How this is done depends upon the compiler/library. A compiler system may know the names of all the standard headers, and thus not process them a second time (except assert.h
as mentioned above). Or, a standard header may include compiler-specific magic (mostly #pragma
statements), or "include guards".
But the effect of including any other header more than once need not be same, and then it is up to the header-writer to make sure there is no conflict.
For example, given a header:
int a;
including it twice will result in two definitions of a
. This is a Bad Thing.
The easiest way to avoid conflict like this is to use include guards as defined above:
#ifndef H_HEADER_NAME_
#define H_HEADER_NAME_
/* header contents */
#endif
This works for all the compilers, and doesn't rely of compiler-specific #pragma
s. (Even with the above, it is a bad idea to define variables in a header file.)

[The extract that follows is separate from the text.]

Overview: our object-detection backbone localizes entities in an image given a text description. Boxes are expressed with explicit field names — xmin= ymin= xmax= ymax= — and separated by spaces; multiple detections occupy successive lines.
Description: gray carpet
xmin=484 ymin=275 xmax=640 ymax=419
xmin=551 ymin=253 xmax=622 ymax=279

Of course, in your code, you should ensure that the macro name for include guard satisfies this:
- It doesn't start with
E
followed by an uppercase character,
- It doesn't start with
PRI
followed by a lowercase character or X
,
- It doesn't start with
LC_
followed by an uppercase character,
- It doesn't start with
SIG
/SIG_
followed by an uppercase character,
..etc. (That is why I prefer the form H_NAME_
.)
As a perverse example, if you want your users guessing about certain buffer sizes, you can have a header like this (warning: don't do this, it's supposed to be a joke).
#ifndef SZ
#define SZ 1024
#else
#if SZ == 1024
#undef SZ
#define SZ 128
#else
#error "You can include me no more than two times!"